Modelling and computational improvements to the simulation of single vector-boson plus jet processes for the ATLAS experiment

TL;DR

This paper improves Monte Carlo simulation methods for modeling single vector-boson plus jet processes at the ATLAS experiment, reducing computational costs and enhancing statistical sampling for future high-energy physics analyses.

Contribution

It introduces updated simulation configurations with improved electroweak schemes, scale settings, and CPU efficiency, enabling more accurate and resource-efficient modeling of vector-boson plus jet events.

Findings

50% reduction in computing resource requirements

Threefold decrease in per-event CPU time

Enhanced statistical techniques for low cross-section regions

Abstract

This paper presents updated Monte Carlo configurations used to model the production of single electroweak vector bosons (W, Z/$\gamma^{*}$) in association with jets in proton-proton collisions for the ATLAS experiment at the Large Hadron Collider.

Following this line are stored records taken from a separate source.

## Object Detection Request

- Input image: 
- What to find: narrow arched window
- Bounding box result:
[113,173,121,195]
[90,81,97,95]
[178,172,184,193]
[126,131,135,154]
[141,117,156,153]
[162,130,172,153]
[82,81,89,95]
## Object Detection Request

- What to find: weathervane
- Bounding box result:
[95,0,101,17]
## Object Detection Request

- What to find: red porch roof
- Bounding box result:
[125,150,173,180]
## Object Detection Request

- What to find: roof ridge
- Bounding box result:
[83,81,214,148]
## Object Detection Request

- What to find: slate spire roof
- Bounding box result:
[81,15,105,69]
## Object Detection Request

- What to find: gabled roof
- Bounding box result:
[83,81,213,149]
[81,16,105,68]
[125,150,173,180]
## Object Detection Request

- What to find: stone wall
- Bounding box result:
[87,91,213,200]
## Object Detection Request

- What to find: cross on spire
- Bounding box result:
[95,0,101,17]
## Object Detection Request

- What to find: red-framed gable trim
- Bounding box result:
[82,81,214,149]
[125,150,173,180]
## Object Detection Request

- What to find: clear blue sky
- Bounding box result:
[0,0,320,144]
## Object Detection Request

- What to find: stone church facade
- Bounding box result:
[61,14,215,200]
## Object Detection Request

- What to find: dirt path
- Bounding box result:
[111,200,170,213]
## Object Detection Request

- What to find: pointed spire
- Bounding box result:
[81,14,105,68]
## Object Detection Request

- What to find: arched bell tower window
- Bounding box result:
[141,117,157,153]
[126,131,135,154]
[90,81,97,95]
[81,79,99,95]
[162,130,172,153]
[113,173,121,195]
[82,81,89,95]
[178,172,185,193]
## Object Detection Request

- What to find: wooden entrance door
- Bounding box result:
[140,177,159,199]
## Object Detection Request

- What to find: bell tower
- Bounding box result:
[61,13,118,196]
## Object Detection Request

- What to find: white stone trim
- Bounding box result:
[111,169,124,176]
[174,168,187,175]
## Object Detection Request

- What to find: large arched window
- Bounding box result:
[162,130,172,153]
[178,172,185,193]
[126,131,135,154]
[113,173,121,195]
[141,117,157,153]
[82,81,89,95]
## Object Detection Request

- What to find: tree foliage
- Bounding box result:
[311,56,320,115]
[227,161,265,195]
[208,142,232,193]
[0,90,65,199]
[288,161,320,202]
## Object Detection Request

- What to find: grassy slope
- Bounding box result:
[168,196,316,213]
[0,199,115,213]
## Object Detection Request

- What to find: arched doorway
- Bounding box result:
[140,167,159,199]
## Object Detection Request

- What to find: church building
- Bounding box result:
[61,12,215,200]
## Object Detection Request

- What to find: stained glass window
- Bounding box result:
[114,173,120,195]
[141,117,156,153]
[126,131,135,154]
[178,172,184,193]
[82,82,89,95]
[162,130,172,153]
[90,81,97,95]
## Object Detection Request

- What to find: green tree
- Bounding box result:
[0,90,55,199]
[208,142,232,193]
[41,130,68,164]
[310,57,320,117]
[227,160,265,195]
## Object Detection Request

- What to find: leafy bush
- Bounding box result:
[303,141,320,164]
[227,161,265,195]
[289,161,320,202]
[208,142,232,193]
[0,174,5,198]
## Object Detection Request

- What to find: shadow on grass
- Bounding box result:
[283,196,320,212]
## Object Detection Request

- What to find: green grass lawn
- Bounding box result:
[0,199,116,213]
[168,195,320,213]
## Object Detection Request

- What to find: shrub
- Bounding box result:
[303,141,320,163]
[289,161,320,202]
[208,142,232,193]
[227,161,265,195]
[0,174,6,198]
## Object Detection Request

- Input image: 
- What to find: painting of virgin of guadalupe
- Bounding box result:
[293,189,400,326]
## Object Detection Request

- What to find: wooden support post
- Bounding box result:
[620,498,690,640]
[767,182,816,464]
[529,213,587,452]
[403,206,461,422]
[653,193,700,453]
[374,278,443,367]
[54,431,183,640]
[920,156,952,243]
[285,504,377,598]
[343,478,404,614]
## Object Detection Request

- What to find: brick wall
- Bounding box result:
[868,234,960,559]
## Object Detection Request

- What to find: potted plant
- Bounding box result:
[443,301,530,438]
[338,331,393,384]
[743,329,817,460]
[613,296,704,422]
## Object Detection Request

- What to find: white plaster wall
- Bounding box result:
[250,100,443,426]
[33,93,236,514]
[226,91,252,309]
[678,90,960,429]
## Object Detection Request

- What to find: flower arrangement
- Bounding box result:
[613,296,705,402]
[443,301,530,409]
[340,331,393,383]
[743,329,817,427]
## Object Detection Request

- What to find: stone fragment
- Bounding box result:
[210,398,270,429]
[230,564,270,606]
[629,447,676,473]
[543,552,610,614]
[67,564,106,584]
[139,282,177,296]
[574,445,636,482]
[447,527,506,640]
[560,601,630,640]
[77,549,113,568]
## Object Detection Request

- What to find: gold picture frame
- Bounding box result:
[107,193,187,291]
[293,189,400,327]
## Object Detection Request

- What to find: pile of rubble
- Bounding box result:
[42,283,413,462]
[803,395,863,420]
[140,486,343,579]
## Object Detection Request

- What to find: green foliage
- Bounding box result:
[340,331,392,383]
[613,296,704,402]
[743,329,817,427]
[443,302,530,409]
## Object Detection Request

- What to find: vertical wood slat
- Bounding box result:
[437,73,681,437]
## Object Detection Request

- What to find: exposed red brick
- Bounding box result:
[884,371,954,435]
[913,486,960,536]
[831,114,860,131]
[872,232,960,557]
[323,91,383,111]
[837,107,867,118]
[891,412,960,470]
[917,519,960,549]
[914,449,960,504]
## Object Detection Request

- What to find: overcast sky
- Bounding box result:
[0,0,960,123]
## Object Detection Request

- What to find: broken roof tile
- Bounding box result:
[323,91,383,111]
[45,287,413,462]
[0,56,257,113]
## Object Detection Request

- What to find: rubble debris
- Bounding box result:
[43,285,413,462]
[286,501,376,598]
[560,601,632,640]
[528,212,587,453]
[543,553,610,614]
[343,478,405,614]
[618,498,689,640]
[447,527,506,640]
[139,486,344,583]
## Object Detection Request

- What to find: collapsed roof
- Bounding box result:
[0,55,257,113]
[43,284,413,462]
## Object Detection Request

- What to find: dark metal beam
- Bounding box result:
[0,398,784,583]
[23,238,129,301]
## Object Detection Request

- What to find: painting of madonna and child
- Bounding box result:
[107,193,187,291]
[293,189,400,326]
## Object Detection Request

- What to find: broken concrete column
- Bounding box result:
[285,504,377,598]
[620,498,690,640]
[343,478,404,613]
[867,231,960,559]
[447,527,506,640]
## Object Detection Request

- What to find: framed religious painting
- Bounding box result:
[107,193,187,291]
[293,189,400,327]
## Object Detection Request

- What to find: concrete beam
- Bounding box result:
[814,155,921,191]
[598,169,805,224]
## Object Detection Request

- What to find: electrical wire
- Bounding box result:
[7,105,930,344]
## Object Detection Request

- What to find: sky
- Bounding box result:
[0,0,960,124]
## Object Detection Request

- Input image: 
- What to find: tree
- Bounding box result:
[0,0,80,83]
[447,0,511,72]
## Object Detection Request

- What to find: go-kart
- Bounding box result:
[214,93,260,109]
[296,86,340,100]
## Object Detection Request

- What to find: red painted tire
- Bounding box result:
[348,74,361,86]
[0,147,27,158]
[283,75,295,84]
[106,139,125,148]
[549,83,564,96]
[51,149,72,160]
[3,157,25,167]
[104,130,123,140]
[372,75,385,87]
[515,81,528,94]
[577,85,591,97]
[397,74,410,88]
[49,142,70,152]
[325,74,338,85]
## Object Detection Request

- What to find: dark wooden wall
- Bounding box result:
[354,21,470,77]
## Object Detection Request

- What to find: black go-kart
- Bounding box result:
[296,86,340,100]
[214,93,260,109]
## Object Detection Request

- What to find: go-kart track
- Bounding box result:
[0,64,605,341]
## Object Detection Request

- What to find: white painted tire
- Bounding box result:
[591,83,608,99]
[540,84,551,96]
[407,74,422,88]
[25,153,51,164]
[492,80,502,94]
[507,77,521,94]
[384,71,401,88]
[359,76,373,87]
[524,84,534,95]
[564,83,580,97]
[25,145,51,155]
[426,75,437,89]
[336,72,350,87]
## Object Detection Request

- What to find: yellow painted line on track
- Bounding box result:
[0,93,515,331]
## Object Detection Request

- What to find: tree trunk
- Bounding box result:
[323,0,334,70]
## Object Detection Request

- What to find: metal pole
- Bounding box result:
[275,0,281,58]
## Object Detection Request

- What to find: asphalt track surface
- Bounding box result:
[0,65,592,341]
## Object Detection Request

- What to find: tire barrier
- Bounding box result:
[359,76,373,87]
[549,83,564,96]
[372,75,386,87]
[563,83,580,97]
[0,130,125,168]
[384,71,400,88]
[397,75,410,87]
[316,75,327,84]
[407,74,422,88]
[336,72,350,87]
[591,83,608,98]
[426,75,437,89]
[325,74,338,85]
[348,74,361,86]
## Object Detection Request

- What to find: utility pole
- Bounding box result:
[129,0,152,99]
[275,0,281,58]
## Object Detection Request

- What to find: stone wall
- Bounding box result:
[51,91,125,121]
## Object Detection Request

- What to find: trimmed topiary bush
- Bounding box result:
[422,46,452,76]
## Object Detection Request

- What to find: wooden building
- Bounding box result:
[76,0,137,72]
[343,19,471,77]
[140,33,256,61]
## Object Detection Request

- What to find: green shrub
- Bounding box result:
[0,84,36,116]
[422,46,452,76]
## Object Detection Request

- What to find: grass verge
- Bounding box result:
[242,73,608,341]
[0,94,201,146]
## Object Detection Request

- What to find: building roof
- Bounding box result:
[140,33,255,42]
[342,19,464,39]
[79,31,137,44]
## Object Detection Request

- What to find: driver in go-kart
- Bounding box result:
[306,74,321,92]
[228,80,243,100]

Improvements pertaining to the electroweak input scheme, parton-shower splitting kernels and scale-setting scheme are shown for multi-jet merged configurations accurate to next-to-leading order in the strong and electroweak couplings. The computational resources required for these set-ups are assessed, and approximations are introduced resulting in a factor three reduction of the per-event CPU time without affecting the physics modelling performance. Continuous statistical enhancement techniques are introduced by ATLAS in order to populate low cross-section regions of phase space and are shown to match or exceed the generated effective luminosity. This, together with the lower per-event CPU time, results in a 50% reduction in the required computing resources compared to a legacy set-up previously used by the ATLAS Collaboration. The set-ups described in this paper will be used for future ATLAS analyses and lay the foundation for the next generation of Monte Carlo predictions for single vector-boson plus jets production.